Joana Salém, Observatório Internacional, 12 de julho de 2021
Antes de classificar a revolta popular ocorrida no domingo 11/07 em diferentes partes de Cuba como uma “revolução colorida” ou como uma jogada imperialista, é necessário olhar atentamente aos problemas internos do país e as contradições atuais da revolução.Com a pandemia, o PIB cubano caiu 11% e o turismo paralisou. As divisas trazidas pelos turistas secaram. Estas eram responsáveis por irrigar uma parte importante da vida econômica da população. Diante da escassez de divisas, o governo resolveu antecipar uma reforma monetária e cambial que unifica as duas moedas emitidas pelo Estado e reforma a estrutura da renda nacional. O pacote foi chamado Tarea Ordenamiento e decretado em dezembro de 2020. Apesar das boas intenções, a medida gerou novos desequilíbrios e distorções difíceis de corrigir, que impactam bruscamente a vida cotidiana. A revolta popular de ontem (11/07) reflete insatisfações de duas naturezas: econômica e política. Antes de rotulá-las, é fundamental entendê-las.
INSATISFAÇÃO ECONÔMICA – A pandemia gerou escassez material em Cuba. A unificação monetária alterou as possibilidades de consumo dos cubanos de maneira brusca. A reforma monetária aumenta tarifas e salários, exigindo uma liquidez de moeda em circulação que parece não existir no país. Existem pressões inflacionárias descontroladas e um mercado paralelo em crescimento, com aumento do contrabando de divisas. A vida cotidiana dos cubanos piorou muito em 2020 e em 2021. Embora emergencial, a Tarea Ordenamiento não soluciona problemas imediatos e cria novos desajustes. É uma transição complexa, que afeta todas as esferas da vida econômica cubana de uma só vez e que requer paciência popular. Essa paciência talvez não exista.
INSATISFAÇÃO POLÍTICA – Existe uma crise do poder popular em Cuba. Para além das eleições bianuais, que tem alta participação da sociedade, os canais de representação popular – organismos locais do Partido Comunista, CDRs, a Federação de Mulheres Cubanas, a CTC-Revolucionária, órgãos da juventude, etc – se burocratizaram e engessaram. Hoje representam muito mais o Estado perante povo do que o povo perante o Estado. Não absorvem as contradições da sociedade cubana e não criam mecanismos revolucionários de escuta e decisão popular como antigamente. Cubanos de esquerda estão alertando para a necessidade de recriação de novas formas do poder popular há algum tempo.
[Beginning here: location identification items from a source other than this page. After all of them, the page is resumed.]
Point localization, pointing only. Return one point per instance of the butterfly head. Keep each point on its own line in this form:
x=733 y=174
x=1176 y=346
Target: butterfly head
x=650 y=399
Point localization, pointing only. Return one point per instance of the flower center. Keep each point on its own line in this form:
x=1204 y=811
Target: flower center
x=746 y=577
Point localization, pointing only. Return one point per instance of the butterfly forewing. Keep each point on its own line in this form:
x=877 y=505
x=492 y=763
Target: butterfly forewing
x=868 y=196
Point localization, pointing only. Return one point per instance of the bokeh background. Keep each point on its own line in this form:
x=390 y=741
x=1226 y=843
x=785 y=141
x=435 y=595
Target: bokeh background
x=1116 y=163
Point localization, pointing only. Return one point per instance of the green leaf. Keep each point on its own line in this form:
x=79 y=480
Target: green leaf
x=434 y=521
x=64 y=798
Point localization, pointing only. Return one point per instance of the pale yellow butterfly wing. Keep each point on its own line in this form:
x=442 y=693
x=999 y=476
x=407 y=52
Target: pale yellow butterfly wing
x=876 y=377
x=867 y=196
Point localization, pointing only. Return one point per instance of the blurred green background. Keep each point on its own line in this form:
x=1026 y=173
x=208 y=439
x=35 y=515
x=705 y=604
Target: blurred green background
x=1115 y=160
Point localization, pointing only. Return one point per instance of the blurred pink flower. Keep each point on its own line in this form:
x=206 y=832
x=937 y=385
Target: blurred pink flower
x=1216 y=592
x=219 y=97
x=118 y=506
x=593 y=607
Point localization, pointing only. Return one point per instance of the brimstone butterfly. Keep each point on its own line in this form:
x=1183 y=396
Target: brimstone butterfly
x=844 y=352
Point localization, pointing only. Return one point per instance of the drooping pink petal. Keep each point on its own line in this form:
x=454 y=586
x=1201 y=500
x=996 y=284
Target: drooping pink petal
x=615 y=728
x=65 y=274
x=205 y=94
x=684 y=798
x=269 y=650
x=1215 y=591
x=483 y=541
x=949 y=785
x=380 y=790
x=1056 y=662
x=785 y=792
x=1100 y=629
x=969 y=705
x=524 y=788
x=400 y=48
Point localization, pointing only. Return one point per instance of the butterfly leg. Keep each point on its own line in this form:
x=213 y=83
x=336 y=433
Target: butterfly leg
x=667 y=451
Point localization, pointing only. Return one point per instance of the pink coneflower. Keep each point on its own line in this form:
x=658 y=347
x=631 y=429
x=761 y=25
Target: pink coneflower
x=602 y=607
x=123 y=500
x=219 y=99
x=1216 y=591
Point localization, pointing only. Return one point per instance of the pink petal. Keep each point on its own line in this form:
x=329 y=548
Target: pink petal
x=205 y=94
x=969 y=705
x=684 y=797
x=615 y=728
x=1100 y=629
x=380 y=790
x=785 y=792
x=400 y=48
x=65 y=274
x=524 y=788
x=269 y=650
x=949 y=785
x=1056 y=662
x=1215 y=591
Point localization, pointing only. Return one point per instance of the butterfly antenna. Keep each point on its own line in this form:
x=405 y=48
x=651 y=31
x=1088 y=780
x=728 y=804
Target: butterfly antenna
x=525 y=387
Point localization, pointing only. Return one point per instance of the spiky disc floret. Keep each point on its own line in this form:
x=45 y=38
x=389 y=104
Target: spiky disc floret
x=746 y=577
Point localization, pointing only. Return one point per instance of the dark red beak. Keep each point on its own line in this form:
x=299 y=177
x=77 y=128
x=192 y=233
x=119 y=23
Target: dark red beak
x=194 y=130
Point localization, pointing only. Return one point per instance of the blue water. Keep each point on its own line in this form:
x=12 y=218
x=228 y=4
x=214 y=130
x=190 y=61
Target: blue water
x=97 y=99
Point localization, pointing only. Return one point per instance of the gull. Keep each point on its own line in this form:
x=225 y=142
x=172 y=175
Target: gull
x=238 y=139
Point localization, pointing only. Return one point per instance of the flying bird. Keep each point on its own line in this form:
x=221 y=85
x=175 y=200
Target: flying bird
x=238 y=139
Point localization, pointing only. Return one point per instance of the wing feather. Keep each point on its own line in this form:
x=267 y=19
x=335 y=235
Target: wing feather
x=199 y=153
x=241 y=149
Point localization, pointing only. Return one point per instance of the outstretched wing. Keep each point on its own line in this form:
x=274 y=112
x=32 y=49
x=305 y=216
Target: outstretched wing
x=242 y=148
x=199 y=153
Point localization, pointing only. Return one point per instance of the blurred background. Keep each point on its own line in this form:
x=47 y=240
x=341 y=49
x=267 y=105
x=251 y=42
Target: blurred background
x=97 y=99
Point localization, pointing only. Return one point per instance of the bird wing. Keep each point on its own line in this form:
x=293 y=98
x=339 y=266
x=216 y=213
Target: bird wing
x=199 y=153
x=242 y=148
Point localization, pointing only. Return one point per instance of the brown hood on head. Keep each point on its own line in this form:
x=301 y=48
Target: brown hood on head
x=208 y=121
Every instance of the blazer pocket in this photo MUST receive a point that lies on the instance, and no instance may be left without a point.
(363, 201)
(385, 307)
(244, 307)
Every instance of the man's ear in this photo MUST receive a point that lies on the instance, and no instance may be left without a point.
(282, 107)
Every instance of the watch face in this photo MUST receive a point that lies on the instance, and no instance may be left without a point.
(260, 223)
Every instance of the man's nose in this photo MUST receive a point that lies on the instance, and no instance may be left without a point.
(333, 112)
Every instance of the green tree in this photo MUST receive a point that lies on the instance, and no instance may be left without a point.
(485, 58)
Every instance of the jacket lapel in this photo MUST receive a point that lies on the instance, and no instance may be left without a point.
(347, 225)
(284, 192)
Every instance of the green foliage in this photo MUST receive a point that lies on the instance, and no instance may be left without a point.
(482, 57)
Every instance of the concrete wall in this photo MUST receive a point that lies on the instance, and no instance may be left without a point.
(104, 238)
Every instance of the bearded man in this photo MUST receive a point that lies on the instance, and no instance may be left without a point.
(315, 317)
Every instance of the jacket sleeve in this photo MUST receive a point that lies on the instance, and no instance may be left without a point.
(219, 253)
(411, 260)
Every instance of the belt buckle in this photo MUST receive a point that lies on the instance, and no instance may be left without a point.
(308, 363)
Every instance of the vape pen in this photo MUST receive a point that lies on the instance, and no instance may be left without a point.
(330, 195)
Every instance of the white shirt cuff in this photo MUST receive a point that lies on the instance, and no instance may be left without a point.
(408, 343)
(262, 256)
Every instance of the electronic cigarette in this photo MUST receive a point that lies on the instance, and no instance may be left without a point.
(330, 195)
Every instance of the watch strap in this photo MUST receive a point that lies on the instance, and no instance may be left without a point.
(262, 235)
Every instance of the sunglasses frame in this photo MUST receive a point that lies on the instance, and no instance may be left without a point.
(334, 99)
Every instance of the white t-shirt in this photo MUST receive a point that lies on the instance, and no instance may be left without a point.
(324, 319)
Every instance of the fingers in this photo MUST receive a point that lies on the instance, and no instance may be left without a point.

RAIVA – Consequentemente, a insatisfação econômica generalizada não encontra canais políticos de expressão, pois não existem organismos vivos e contraditórios que materializem o poder popular. O mal-estar cubano está circulando nas redes sociais há bastante tempo, dando recados contundentes de um problema profundo. A raiva explodiu ontem, com carros virados e gritos de “abaixo a ditadura”. Não foi por falta de aviso prévio (principalmente dados pelo Manifesto 27N, cujos mais de 300 signatários reivindicam um lugar crítico dentro da Constituição Cubana socialista). Os cubanos insatisfeitos não devem ser rotulados automaticamente como “manipulados”, “liberais” ou “contrarrevolucionários”. Isso é o que o imperialismo mais deseja: a cisão entre Estado e parte da sociedade, aprofundada por uma rotulação apressada do governo contra os manifestantes.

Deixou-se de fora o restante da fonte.